Каждый раз, когда слух о появлении «Катьки» доходил до «анпиратора», он начинал чувствовать себя хуже прежнего. За последнее время еще новое появилось. Стали поговаривать, что и разруха, и бунты, и голод, и «черная смерть» — все это, мол, кара божья. И будет народ несказанно страдать, покуда не вернется царица законная. Тогда все пойдёт на поправку.
По совету канцлера «анпиратор» однажды вызвал в Кремль «епутатов» от строптивого московского населения — их числе были также и прежние переговорщики — и стал объяснять им нелепость слухов о возможности возвращения императрицы.
— Померла она! Потопла!
— А кто видел, как она тонула? — ехидно спросил Елисеев.
— Матросы видели!
— А что же они не вытащили?
— Опять же, сколько времени прошло, а она не показывается! Значит, померла!
— Та-ак! А ты, твое царское величество, почитай, годов семь или восемь скрывался! И то вынырнул!
Удар попал не в бровь, а в глаз, и «анпиратор» растерялся.
— Я-то одно дело, а она вовсе другое! Я от моих ворогов лютых скрывался, которые меня убить замыслили!
— Та-ак! А она, говорят, твоего графа Панина безносого испужалась, — с притворным сожалением заметил ехидный старикашка. — Очень уж, мол, на наказанного за душегубство варнака одного похож! Ну, известно, баба. Пужливая! Вот и спряталась, где ни на есть. А по времени объявится! Да ты на меня, бедного, не серчай, твое величество, а то как бы из меня и дух вон тут же не вышел. А что хорошего будет? Опять скажут, что, мол, кто-то там в Кремле человека невинного зарезал!
Пугачев скрипел зубами и давал себе в сотый раз клятву при первом удобном случае расправиться с Елисеевым да и с прочими «епутатами». Да и со всей этой треклятой, лукавой и строптивой Москвой. А Москва жила только слухами, вся была во власти своих же собственных выдумок.
Смерть «от чахотки в грудях» Семена Мышкина-Мышецкого дала новую пищу болтовне. Стали говорить, что «анпиратор» намеревался подсунуть молодого князя народу, выдав его за наследника цесаревича Павла Петровича, да бог не допустил, послал «цесаревичу» преждевременную смерть. Когда Мышкина хоронили, было огромное стечение народа, и толпа держалась вызывающе, так что не обошлось и без столкновений с «городовыми казаками».
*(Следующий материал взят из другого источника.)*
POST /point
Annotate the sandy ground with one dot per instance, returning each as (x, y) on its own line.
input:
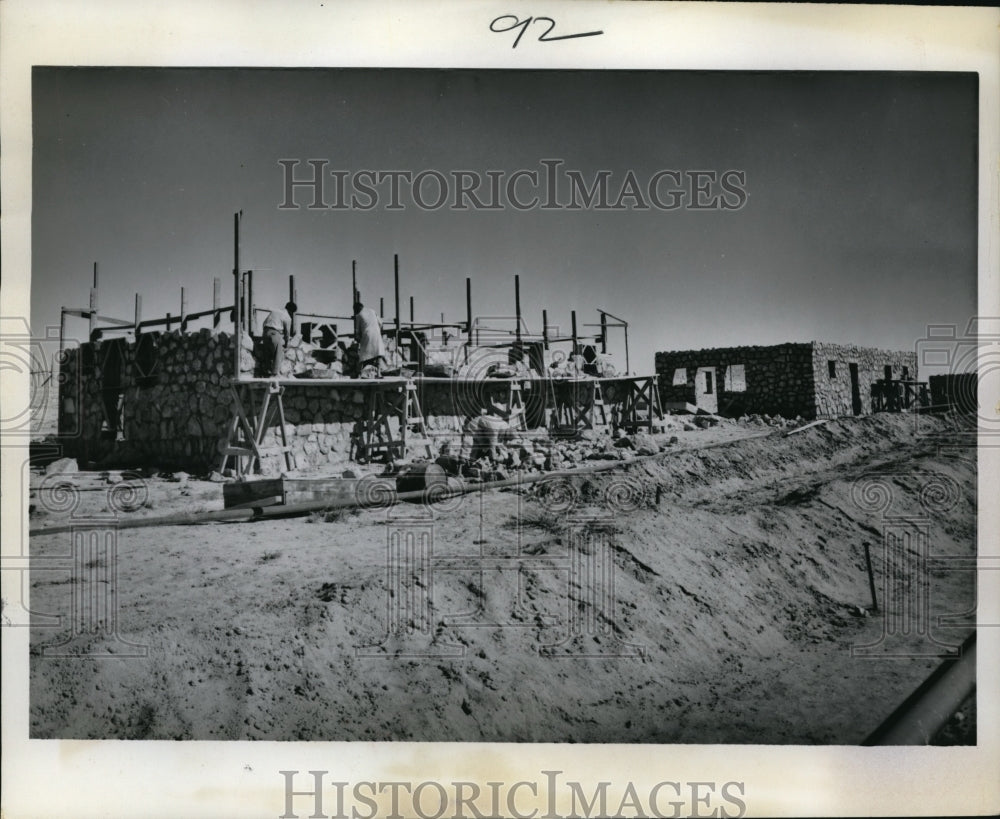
(710, 594)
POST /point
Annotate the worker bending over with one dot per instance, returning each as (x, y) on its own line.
(277, 332)
(368, 335)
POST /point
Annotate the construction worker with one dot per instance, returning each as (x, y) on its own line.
(277, 332)
(368, 336)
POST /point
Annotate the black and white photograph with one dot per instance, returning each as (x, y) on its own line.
(444, 407)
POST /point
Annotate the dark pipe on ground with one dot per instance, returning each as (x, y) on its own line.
(931, 705)
(383, 494)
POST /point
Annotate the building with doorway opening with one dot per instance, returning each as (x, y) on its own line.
(809, 379)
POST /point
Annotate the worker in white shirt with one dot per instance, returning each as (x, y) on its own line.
(368, 335)
(277, 332)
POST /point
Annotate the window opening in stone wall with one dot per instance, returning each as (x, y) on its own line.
(147, 360)
(736, 380)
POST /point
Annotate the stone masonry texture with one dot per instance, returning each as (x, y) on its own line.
(790, 380)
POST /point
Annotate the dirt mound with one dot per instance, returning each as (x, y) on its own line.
(703, 595)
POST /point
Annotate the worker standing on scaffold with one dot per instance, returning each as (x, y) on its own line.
(368, 336)
(277, 332)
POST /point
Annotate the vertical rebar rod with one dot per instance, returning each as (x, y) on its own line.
(517, 308)
(395, 262)
(216, 302)
(237, 296)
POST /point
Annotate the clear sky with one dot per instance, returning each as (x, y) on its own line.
(859, 223)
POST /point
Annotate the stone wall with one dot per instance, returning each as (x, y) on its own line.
(176, 403)
(778, 380)
(955, 391)
(787, 379)
(834, 392)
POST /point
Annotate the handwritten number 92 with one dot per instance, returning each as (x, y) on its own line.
(544, 37)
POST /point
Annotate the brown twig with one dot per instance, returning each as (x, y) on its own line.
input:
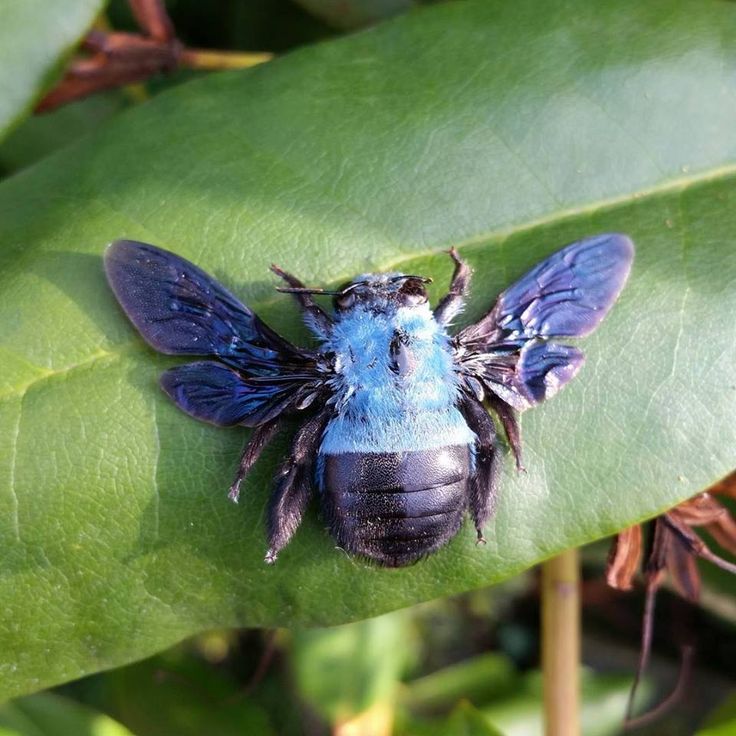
(561, 643)
(116, 59)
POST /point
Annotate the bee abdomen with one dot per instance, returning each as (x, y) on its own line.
(395, 508)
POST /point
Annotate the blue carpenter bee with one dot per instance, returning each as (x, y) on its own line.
(398, 441)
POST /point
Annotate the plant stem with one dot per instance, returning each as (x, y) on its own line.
(561, 644)
(214, 60)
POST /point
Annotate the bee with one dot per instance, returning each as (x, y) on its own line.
(397, 440)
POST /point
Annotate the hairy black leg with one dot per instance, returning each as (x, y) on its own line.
(294, 486)
(482, 484)
(260, 437)
(510, 421)
(316, 318)
(452, 302)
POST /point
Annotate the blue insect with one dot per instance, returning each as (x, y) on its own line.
(398, 442)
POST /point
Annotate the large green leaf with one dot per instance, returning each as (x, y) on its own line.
(35, 36)
(508, 129)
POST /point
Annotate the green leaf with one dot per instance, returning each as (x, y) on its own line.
(466, 720)
(348, 14)
(508, 129)
(47, 714)
(35, 38)
(479, 679)
(604, 699)
(178, 695)
(344, 671)
(40, 135)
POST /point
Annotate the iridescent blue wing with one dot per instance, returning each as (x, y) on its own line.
(181, 310)
(215, 393)
(512, 351)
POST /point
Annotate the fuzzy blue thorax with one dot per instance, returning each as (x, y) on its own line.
(390, 404)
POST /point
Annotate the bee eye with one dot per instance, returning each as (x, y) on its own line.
(344, 301)
(412, 293)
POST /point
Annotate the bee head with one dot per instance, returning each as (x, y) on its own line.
(382, 292)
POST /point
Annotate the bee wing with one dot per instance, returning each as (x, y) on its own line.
(215, 393)
(511, 349)
(181, 310)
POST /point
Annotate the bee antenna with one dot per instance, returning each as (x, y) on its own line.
(306, 290)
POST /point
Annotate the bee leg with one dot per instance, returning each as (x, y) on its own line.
(453, 302)
(510, 421)
(314, 316)
(260, 437)
(293, 486)
(482, 484)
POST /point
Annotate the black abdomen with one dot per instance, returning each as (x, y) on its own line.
(395, 507)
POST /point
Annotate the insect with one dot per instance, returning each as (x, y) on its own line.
(397, 441)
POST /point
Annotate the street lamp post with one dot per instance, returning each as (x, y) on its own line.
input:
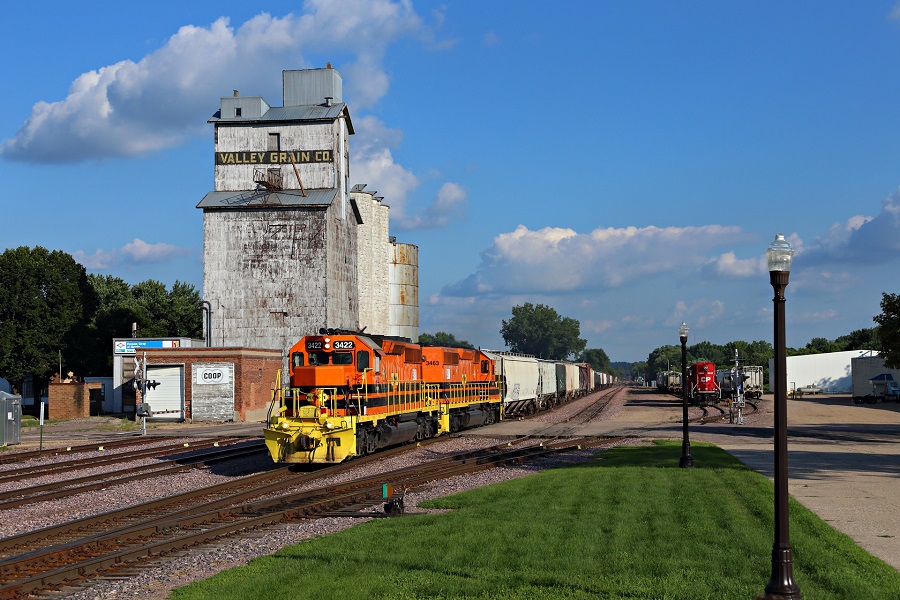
(687, 460)
(781, 585)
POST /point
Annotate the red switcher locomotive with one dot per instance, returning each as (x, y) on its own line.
(703, 389)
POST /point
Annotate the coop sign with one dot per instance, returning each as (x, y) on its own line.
(212, 375)
(273, 157)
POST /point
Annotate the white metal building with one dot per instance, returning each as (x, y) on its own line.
(831, 372)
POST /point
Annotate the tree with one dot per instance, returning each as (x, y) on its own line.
(597, 358)
(664, 358)
(162, 313)
(442, 338)
(539, 330)
(46, 300)
(888, 330)
(861, 339)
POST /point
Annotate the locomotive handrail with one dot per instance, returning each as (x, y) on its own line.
(277, 395)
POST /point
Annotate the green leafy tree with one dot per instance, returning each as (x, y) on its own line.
(47, 300)
(861, 339)
(442, 338)
(541, 331)
(162, 313)
(888, 330)
(597, 358)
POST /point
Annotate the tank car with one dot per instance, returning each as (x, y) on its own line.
(348, 394)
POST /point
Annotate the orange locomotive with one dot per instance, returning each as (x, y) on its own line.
(349, 394)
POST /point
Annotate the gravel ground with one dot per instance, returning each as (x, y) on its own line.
(175, 571)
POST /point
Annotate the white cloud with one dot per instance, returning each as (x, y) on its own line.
(100, 260)
(139, 251)
(132, 108)
(559, 260)
(729, 265)
(870, 240)
(135, 252)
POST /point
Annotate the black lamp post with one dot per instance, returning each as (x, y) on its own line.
(781, 585)
(687, 460)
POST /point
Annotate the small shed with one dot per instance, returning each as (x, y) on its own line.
(11, 411)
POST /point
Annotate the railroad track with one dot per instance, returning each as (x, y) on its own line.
(14, 457)
(80, 464)
(67, 554)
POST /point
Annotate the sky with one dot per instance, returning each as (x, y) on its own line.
(625, 163)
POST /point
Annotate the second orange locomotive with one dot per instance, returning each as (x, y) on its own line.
(349, 394)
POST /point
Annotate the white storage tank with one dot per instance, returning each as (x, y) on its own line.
(404, 290)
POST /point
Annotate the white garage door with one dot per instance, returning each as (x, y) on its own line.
(167, 400)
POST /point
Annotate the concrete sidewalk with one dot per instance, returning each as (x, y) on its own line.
(843, 459)
(843, 464)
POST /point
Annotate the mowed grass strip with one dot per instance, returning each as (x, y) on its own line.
(630, 524)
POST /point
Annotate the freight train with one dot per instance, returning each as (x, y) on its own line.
(348, 393)
(702, 386)
(669, 381)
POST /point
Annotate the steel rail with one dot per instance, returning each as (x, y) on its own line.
(218, 523)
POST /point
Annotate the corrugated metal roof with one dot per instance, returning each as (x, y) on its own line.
(312, 112)
(266, 199)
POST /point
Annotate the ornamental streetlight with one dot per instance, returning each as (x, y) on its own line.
(781, 585)
(687, 460)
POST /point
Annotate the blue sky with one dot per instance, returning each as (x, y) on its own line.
(626, 163)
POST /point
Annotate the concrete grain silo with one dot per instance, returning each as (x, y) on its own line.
(404, 290)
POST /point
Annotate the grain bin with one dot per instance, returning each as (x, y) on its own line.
(404, 290)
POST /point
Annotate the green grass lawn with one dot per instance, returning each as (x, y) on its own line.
(630, 524)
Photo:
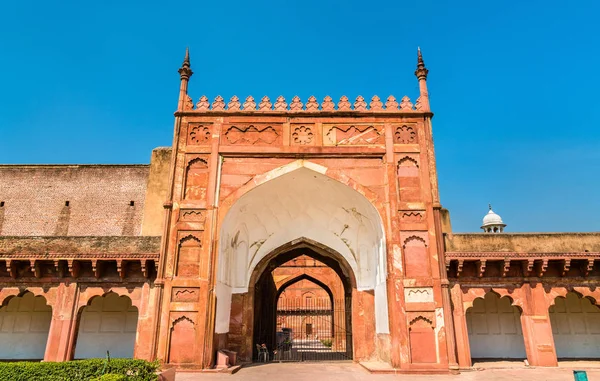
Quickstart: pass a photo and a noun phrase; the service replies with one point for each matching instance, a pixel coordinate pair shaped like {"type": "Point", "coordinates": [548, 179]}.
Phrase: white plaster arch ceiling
{"type": "Point", "coordinates": [300, 201]}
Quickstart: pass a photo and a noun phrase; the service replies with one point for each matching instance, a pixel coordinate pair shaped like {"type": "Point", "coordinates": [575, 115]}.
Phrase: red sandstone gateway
{"type": "Point", "coordinates": [276, 231]}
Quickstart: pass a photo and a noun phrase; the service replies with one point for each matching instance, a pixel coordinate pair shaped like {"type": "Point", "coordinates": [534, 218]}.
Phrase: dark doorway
{"type": "Point", "coordinates": [302, 309]}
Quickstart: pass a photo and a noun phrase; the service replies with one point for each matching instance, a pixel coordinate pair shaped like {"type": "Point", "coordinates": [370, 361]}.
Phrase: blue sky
{"type": "Point", "coordinates": [513, 84]}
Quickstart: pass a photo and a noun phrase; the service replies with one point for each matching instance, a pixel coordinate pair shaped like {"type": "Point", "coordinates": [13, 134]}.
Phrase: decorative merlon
{"type": "Point", "coordinates": [296, 105]}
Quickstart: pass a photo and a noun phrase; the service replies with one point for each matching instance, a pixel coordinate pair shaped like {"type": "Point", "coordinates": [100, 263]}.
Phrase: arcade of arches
{"type": "Point", "coordinates": [314, 228]}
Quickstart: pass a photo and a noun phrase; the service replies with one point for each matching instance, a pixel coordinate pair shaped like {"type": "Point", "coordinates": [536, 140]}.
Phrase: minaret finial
{"type": "Point", "coordinates": [421, 71]}
{"type": "Point", "coordinates": [185, 71]}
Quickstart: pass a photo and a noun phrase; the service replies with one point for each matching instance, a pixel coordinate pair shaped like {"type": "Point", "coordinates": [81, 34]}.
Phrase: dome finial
{"type": "Point", "coordinates": [492, 223]}
{"type": "Point", "coordinates": [186, 71]}
{"type": "Point", "coordinates": [421, 71]}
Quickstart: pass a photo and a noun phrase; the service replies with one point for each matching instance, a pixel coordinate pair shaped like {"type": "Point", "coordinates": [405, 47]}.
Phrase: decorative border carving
{"type": "Point", "coordinates": [351, 134]}
{"type": "Point", "coordinates": [253, 134]}
{"type": "Point", "coordinates": [296, 105]}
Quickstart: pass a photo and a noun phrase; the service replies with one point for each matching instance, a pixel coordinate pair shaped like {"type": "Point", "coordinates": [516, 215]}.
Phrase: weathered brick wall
{"type": "Point", "coordinates": [33, 200]}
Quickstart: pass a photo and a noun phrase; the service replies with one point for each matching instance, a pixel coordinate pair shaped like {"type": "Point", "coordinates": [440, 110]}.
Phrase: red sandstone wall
{"type": "Point", "coordinates": [99, 198]}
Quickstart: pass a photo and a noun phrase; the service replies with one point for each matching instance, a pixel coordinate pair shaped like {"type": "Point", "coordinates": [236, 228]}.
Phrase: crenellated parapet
{"type": "Point", "coordinates": [311, 105]}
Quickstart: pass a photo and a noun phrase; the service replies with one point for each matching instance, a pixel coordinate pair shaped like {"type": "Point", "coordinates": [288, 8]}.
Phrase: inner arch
{"type": "Point", "coordinates": [294, 202]}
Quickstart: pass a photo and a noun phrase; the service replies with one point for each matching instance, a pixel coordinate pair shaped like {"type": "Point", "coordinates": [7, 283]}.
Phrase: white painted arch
{"type": "Point", "coordinates": [298, 201]}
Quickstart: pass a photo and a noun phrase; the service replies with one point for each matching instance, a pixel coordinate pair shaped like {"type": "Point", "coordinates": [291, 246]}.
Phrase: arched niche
{"type": "Point", "coordinates": [107, 323]}
{"type": "Point", "coordinates": [182, 341]}
{"type": "Point", "coordinates": [575, 324]}
{"type": "Point", "coordinates": [494, 328]}
{"type": "Point", "coordinates": [25, 323]}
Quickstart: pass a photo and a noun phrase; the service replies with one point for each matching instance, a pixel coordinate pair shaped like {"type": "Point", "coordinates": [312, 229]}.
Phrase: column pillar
{"type": "Point", "coordinates": [537, 331]}
{"type": "Point", "coordinates": [144, 339]}
{"type": "Point", "coordinates": [63, 324]}
{"type": "Point", "coordinates": [460, 328]}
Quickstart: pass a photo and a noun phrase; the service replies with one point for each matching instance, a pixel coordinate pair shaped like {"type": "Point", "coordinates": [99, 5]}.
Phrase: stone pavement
{"type": "Point", "coordinates": [354, 372]}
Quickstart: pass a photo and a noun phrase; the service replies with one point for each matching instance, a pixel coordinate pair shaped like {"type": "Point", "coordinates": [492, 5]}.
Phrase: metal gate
{"type": "Point", "coordinates": [312, 330]}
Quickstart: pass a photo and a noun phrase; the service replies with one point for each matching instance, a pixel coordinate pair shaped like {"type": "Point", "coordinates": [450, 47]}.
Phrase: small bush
{"type": "Point", "coordinates": [84, 370]}
{"type": "Point", "coordinates": [326, 342]}
{"type": "Point", "coordinates": [110, 377]}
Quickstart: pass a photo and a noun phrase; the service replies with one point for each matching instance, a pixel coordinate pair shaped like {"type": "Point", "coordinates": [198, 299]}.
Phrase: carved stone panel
{"type": "Point", "coordinates": [257, 134]}
{"type": "Point", "coordinates": [351, 134]}
{"type": "Point", "coordinates": [405, 134]}
{"type": "Point", "coordinates": [303, 134]}
{"type": "Point", "coordinates": [199, 134]}
{"type": "Point", "coordinates": [196, 177]}
{"type": "Point", "coordinates": [409, 180]}
{"type": "Point", "coordinates": [189, 256]}
{"type": "Point", "coordinates": [412, 216]}
{"type": "Point", "coordinates": [182, 338]}
{"type": "Point", "coordinates": [185, 294]}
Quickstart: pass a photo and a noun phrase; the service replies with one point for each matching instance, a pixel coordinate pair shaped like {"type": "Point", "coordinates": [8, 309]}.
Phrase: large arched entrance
{"type": "Point", "coordinates": [575, 327]}
{"type": "Point", "coordinates": [303, 305]}
{"type": "Point", "coordinates": [25, 324]}
{"type": "Point", "coordinates": [298, 211]}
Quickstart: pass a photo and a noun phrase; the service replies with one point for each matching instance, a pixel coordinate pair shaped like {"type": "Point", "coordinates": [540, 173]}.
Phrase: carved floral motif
{"type": "Point", "coordinates": [360, 104]}
{"type": "Point", "coordinates": [181, 294]}
{"type": "Point", "coordinates": [296, 104]}
{"type": "Point", "coordinates": [192, 215]}
{"type": "Point", "coordinates": [344, 104]}
{"type": "Point", "coordinates": [406, 104]}
{"type": "Point", "coordinates": [354, 135]}
{"type": "Point", "coordinates": [376, 104]}
{"type": "Point", "coordinates": [328, 104]}
{"type": "Point", "coordinates": [419, 104]}
{"type": "Point", "coordinates": [412, 217]}
{"type": "Point", "coordinates": [280, 104]}
{"type": "Point", "coordinates": [196, 179]}
{"type": "Point", "coordinates": [199, 134]}
{"type": "Point", "coordinates": [203, 104]}
{"type": "Point", "coordinates": [249, 104]}
{"type": "Point", "coordinates": [405, 135]}
{"type": "Point", "coordinates": [252, 134]}
{"type": "Point", "coordinates": [391, 104]}
{"type": "Point", "coordinates": [312, 104]}
{"type": "Point", "coordinates": [303, 135]}
{"type": "Point", "coordinates": [188, 103]}
{"type": "Point", "coordinates": [265, 104]}
{"type": "Point", "coordinates": [234, 104]}
{"type": "Point", "coordinates": [219, 104]}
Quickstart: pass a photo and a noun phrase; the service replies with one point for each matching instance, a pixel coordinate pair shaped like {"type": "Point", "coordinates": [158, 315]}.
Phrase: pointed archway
{"type": "Point", "coordinates": [298, 205]}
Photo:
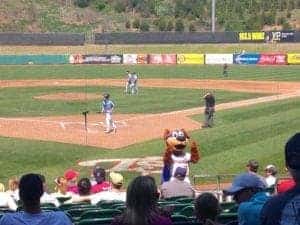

«Анпиратор» пожелал почтить похороны своим присутствием и шел за гробом пешком. Могила для Семена Мышкина была приготовлена в Девичьем монастыре. В то время, как гроб подносили на руках к могиле, какая-то молодая, бледная и худая черница протолкалась к гробу. Очутившись в двух шагах от Пугачева, она вдруг быстрым движением выхватила из рукава пистолет... Грянул выстрел. Следом другой. Первая пуля попала в цель: ударила в грудь чуть повыше сердца. Пугачев вскрикнул и свалился. Вторая пуля пролетела над его головой, когда он падал, и угодила в руку и в бок Хлопуше. Поднялось невообразимое смятение. Упавший на снег «анпиратор» чуть не свалился в могилу. Подоспевшие Творогов и Юшка Голобородько кинулись поднимать «анпиратора» и в суете оба упали на него. Кто-то кричал: «Держи! Бей!» Люди бестолково метались среди могил. Черницу схватили, обшарили, сорвав с нее почти всю одежду. Прокопий Голобородько бил ее кулаком по белому, как мёл, лицу. Голова ее моталась из стороны в сторону. Из рассеченных губ и разбитых зубов шла кровь.